Young whites less likely to view white skin color as source of opportunity

April 17, 2016

The 2016 American National Election Survey recently released its pilot data. The data are incomplete and may have errors at this point, so I won't plan on doing anything more serious with them until the final results are released after the election.

 

The  survey has alarge number of new questions dealing with racial attitudes. Especially useful (in my view) are the items that differ from the old questions that tap into old-fashioned racism and from the newer questions designed to capture racial resentment.

 

Many of the questions deal with issues of white guilt and white privilege. For me, the more interesting question is not what the aggregate numbers show. At present I am more interested in what the breakdown looks like by age.
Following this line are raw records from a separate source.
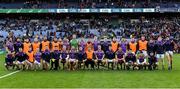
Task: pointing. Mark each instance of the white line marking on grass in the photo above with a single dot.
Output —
(9, 74)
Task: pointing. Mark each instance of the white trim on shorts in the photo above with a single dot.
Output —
(169, 53)
(160, 56)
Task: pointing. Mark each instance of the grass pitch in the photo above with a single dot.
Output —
(93, 78)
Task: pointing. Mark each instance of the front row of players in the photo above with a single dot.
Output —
(79, 59)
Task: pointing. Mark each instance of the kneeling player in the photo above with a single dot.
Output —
(152, 61)
(46, 57)
(99, 56)
(37, 58)
(120, 58)
(20, 59)
(141, 60)
(72, 59)
(110, 55)
(9, 60)
(130, 60)
(55, 59)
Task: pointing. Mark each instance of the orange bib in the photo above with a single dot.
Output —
(26, 47)
(35, 47)
(55, 46)
(143, 45)
(31, 57)
(44, 45)
(132, 46)
(114, 46)
(89, 54)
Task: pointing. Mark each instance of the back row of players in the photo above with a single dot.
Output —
(75, 54)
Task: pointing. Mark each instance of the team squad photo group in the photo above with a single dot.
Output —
(74, 54)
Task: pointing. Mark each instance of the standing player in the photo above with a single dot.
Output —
(55, 58)
(151, 46)
(9, 60)
(141, 60)
(123, 45)
(142, 45)
(64, 56)
(89, 44)
(26, 45)
(132, 45)
(120, 58)
(152, 60)
(37, 57)
(99, 54)
(45, 45)
(169, 47)
(10, 45)
(74, 42)
(30, 61)
(82, 44)
(66, 43)
(80, 57)
(18, 44)
(55, 45)
(96, 43)
(46, 57)
(60, 44)
(160, 50)
(72, 58)
(130, 59)
(114, 44)
(110, 55)
(89, 58)
(20, 59)
(36, 45)
(105, 46)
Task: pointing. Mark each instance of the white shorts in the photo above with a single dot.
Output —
(145, 53)
(36, 62)
(169, 53)
(19, 63)
(160, 56)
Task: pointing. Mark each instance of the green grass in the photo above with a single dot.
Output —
(93, 79)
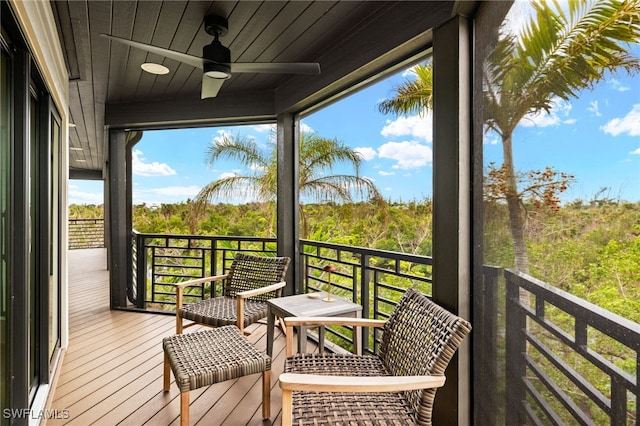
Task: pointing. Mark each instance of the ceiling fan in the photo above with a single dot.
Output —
(216, 59)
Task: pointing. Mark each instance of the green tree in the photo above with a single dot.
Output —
(556, 56)
(318, 158)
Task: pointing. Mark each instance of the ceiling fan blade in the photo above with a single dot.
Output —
(276, 68)
(194, 61)
(210, 87)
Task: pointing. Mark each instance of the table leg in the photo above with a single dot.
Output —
(302, 339)
(270, 327)
(321, 339)
(357, 337)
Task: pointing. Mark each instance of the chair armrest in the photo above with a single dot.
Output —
(197, 281)
(250, 293)
(321, 383)
(262, 290)
(319, 321)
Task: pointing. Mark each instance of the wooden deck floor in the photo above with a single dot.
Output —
(112, 371)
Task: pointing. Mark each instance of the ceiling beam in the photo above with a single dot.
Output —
(404, 30)
(228, 109)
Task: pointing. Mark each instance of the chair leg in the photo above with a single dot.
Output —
(184, 409)
(266, 394)
(167, 376)
(178, 324)
(287, 407)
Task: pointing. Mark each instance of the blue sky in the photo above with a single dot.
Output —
(595, 137)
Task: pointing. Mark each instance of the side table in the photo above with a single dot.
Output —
(311, 305)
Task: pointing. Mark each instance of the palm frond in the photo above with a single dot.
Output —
(238, 148)
(412, 96)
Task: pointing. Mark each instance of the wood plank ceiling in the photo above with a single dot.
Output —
(351, 40)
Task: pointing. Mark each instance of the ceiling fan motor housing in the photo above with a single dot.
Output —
(216, 60)
(216, 57)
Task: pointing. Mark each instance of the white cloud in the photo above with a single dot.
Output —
(140, 168)
(225, 175)
(416, 126)
(81, 197)
(366, 152)
(616, 85)
(408, 154)
(175, 191)
(593, 108)
(559, 109)
(629, 124)
(221, 134)
(261, 128)
(305, 128)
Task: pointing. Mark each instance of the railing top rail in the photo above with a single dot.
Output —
(572, 304)
(204, 237)
(408, 257)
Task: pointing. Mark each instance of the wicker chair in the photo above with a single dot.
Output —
(250, 282)
(396, 386)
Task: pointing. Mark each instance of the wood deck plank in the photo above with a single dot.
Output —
(112, 371)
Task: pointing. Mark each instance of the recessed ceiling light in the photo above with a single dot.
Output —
(153, 68)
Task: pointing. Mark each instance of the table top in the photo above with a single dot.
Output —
(302, 305)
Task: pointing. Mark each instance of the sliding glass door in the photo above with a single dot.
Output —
(5, 134)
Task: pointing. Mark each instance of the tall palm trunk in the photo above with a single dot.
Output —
(516, 213)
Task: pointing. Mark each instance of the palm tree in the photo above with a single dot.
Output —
(318, 157)
(557, 55)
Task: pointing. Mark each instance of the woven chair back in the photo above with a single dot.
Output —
(420, 338)
(249, 272)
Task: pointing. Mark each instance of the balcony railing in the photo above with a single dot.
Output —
(566, 361)
(86, 233)
(553, 340)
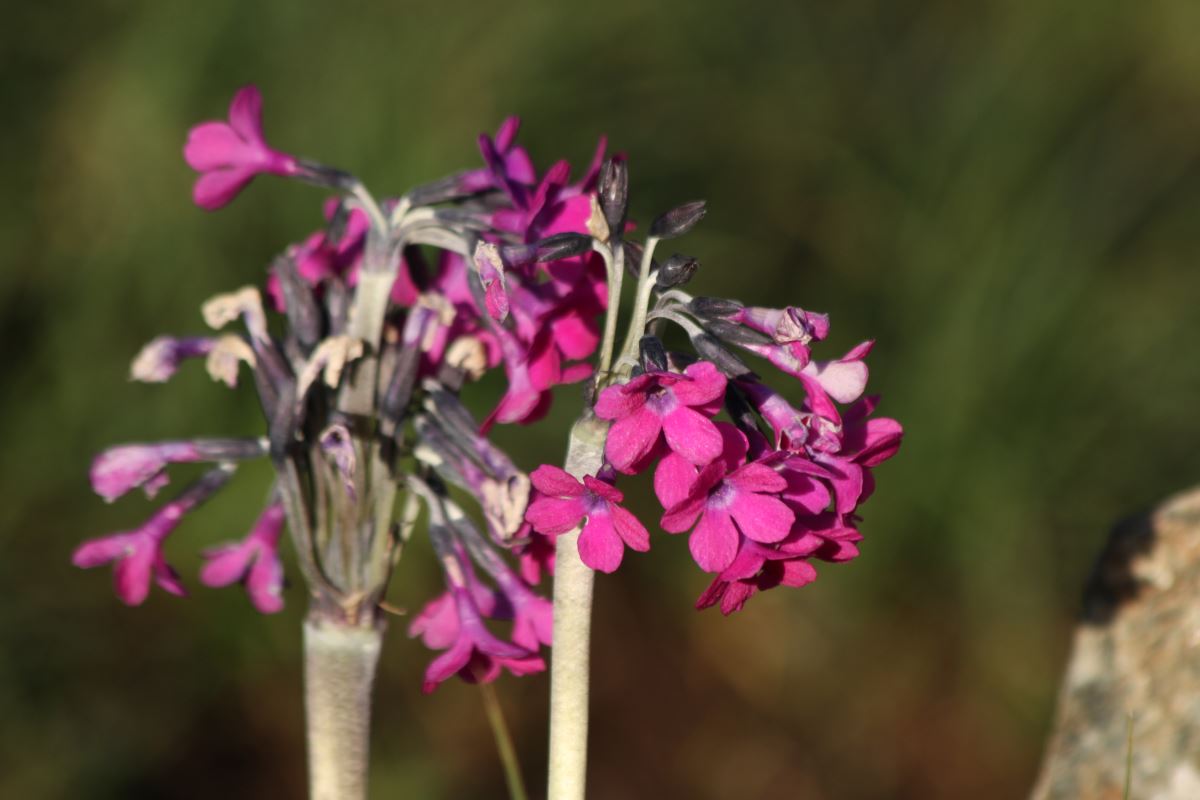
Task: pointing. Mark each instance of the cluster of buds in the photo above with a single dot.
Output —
(767, 491)
(394, 306)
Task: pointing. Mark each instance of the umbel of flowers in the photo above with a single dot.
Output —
(382, 318)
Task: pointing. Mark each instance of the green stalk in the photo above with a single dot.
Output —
(503, 743)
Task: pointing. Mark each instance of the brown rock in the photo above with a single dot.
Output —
(1135, 660)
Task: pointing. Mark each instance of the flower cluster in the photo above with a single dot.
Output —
(389, 310)
(765, 493)
(394, 306)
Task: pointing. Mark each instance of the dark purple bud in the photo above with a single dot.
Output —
(442, 191)
(653, 354)
(400, 386)
(337, 444)
(337, 224)
(712, 350)
(678, 221)
(563, 245)
(714, 307)
(328, 176)
(735, 334)
(613, 194)
(677, 271)
(519, 254)
(634, 258)
(299, 302)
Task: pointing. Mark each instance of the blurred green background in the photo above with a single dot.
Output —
(1005, 194)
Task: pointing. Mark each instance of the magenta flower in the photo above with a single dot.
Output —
(255, 561)
(129, 467)
(664, 404)
(564, 503)
(120, 469)
(229, 155)
(730, 498)
(137, 555)
(161, 356)
(477, 655)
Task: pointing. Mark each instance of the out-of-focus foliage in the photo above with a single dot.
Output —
(1005, 194)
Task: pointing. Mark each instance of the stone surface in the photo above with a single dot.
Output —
(1135, 660)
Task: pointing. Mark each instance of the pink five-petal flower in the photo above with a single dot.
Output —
(727, 500)
(664, 404)
(564, 501)
(477, 655)
(228, 155)
(127, 467)
(255, 561)
(137, 555)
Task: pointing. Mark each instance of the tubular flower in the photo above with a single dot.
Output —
(564, 503)
(229, 155)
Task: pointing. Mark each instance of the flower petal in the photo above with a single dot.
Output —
(762, 517)
(553, 516)
(693, 435)
(556, 481)
(714, 543)
(600, 547)
(630, 529)
(631, 438)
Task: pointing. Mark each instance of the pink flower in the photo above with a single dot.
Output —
(255, 561)
(137, 554)
(119, 469)
(730, 498)
(159, 360)
(477, 655)
(670, 404)
(137, 559)
(564, 503)
(228, 155)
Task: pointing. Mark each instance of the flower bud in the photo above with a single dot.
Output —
(613, 191)
(735, 334)
(712, 350)
(563, 245)
(653, 354)
(299, 304)
(678, 221)
(677, 271)
(714, 307)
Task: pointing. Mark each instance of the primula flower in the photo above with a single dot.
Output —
(255, 561)
(129, 467)
(161, 356)
(664, 404)
(564, 503)
(229, 155)
(137, 555)
(730, 498)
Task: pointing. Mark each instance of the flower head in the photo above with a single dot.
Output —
(229, 155)
(667, 405)
(564, 503)
(253, 561)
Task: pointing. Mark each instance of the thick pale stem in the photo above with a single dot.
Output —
(573, 630)
(340, 666)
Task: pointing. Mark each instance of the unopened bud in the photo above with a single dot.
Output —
(712, 350)
(677, 271)
(714, 307)
(654, 355)
(735, 334)
(563, 245)
(613, 191)
(678, 221)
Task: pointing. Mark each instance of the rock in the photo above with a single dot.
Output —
(1135, 661)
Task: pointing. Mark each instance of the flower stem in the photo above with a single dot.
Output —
(503, 743)
(573, 630)
(340, 666)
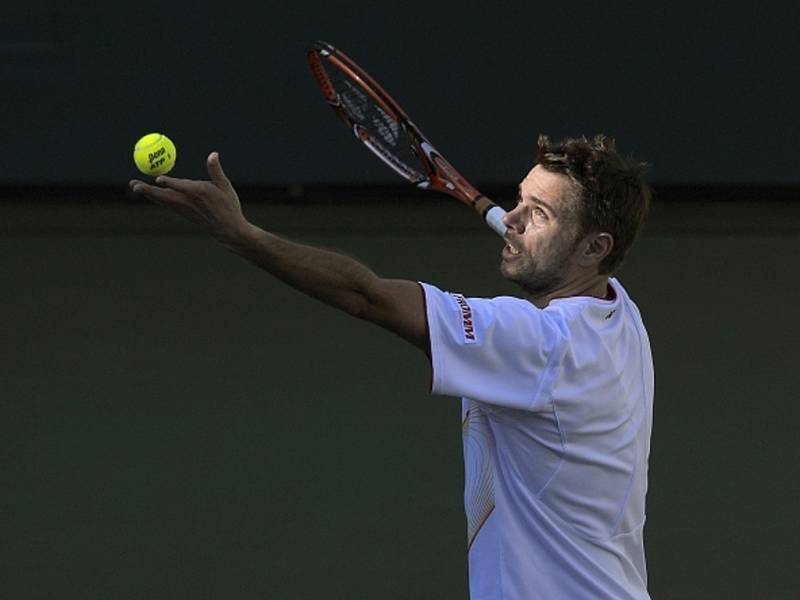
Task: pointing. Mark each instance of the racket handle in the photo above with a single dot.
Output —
(492, 214)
Are young whites much more progressive on racial issues than older whites? On some questions, the answer seems to be yes; in most cases, whites under 30 gave the most liberal answers, on average.

 

However, the relationship is not always linear. It is not true that the oldest cohort always gives the most racially conservative answer.

 

We even have one case where the youngest cohort of whites gave the least liberal response to a racial question. One of these questions asked, "Does having white skin generally give whites more opportunities in their everyday lives, fewer opportunities, or does it not make any difference?"

 

On this particular question, whites under 30 were the only cohort in which fewer than one quarter stated that their skin color gabe them a lot more or slightly more opportunities. Whites in the two youngest cohorts were also more likely than whites in the two oldest cohorts to say that their skin color caused them to have fewer opportunities.

 

The complete breakdown is in the image below (which I hope is readable). 

 

I will play more with these data in the weeks ahead. I will need to eventually do a more sophisticated analysis to make sense of the generation gap among whites on racial issues. My intuition is that it is smaller than many commentators believe -- I made this argument in White Voters in the 21st Century, but it will be helpful to have some new data to work with.